Step 1 - Identify money resources. This is your income and other sources of money. To make things easier, use the “after tax” value.

Kevin Note: Do not include prospective gifts as income here; be conservative and only account for anticipated earnings.

Step 2 - Identify all expenses. This is the more time consuming phase. List out all your expenses. Common areas include rent, phone, loans, food (grocery and eating out), and utilities. Go through each area and write out how much you think is a realistic amount to spend for you in that area in a month time-frame.

Step 3 - Compare resources to expenses. Add up all your expenses from step 2 and then subtract that from your income in step 1.

Kevin Note: If this number is negative, stop here and go back through your expenses and find ways to cut back your spending in some areas.

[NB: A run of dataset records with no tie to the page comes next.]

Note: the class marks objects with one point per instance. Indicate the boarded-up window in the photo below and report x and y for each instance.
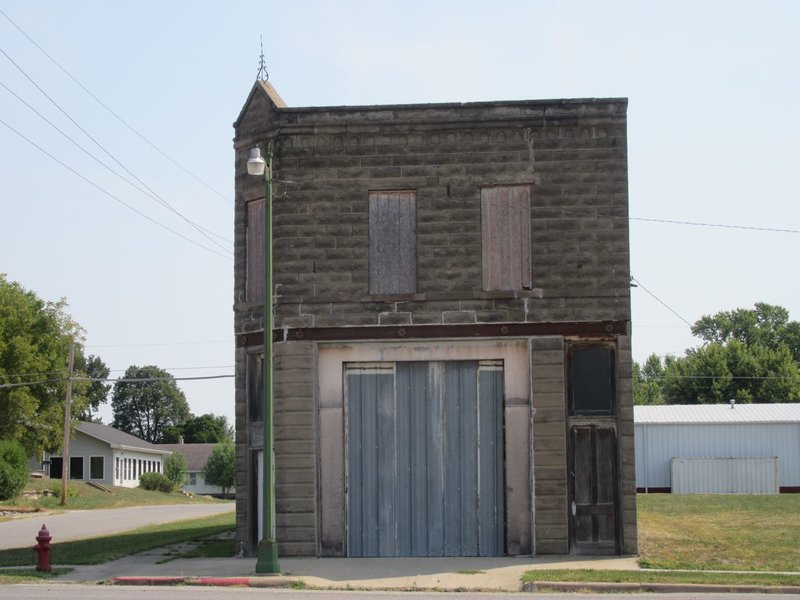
(255, 251)
(592, 381)
(506, 237)
(392, 243)
(255, 387)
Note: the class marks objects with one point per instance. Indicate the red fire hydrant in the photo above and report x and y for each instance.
(42, 548)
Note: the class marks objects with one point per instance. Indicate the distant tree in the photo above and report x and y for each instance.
(97, 393)
(205, 429)
(221, 467)
(765, 325)
(35, 336)
(13, 469)
(648, 381)
(750, 355)
(717, 372)
(148, 405)
(175, 469)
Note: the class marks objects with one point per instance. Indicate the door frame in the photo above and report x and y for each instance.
(582, 548)
(517, 416)
(598, 420)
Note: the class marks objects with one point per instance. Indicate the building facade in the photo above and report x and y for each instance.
(106, 455)
(452, 366)
(197, 456)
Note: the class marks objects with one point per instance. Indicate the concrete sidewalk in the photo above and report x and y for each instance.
(453, 574)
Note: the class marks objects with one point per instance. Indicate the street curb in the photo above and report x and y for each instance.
(664, 588)
(257, 582)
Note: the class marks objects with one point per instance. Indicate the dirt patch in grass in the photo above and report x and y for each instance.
(720, 532)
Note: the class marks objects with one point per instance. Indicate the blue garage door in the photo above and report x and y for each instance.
(425, 459)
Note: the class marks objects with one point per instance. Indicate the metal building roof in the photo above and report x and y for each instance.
(717, 413)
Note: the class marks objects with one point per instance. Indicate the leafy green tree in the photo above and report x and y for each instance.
(648, 381)
(147, 401)
(765, 325)
(13, 469)
(750, 355)
(221, 467)
(35, 336)
(97, 392)
(175, 469)
(205, 429)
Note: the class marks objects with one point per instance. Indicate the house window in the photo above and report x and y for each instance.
(56, 465)
(76, 467)
(592, 381)
(392, 243)
(96, 467)
(506, 237)
(255, 252)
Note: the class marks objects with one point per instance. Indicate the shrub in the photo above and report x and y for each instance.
(13, 469)
(221, 467)
(156, 482)
(176, 470)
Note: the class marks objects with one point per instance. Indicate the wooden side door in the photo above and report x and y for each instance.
(593, 490)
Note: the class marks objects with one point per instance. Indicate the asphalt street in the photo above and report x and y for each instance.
(76, 524)
(48, 592)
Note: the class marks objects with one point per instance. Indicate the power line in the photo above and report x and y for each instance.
(659, 300)
(114, 114)
(154, 195)
(229, 341)
(121, 379)
(118, 174)
(719, 225)
(109, 194)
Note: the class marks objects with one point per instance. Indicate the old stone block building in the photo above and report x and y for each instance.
(452, 364)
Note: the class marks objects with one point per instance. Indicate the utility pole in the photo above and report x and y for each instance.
(67, 416)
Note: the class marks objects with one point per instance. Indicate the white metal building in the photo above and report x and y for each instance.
(753, 448)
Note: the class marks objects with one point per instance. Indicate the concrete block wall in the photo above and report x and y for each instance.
(573, 154)
(548, 387)
(626, 446)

Step 4 - Identify an amount to save. This is a very important step. You want to find how much you can afford to save. Look at the amount left after you’ve subtracted your expenses from your income. Take a portion of this and mark that as your amount to put into savings each month. When in doubt, shoot for 10% of your monthly income. For your first budget I do stress to only use a portion of your leftover amount for savings because you want to give yourself a buffer in case you underestimate some other expenses.
Once your savings amount is decided, you want to give yourself a “savings bill.” Treat this just like any other expense and move it to the top of your budget. This simple change in mindset of prioritizing saving can help you make behavioral changes that can benefit you financially.

Step 5 - Track, track, track! Follow through and hold yourself accountable. This will help you make more realistic future budgets as well!
This is an example of what your budget sheet may look like at the end of your first month. The $108 buffer left was useful as some areas were over budget.

 sample budget

             Keep your budget sheet in an easily accessible place so you can accurately track your expenses. Your refrigerator or bedside table may be good places to keep it in your daily view. It is also important to reward yourself, especially after your first month budgeting! Give yourself that positive reinforcement to keep making those healthy decisions and eventually you may turn into the “better” version of you in no time!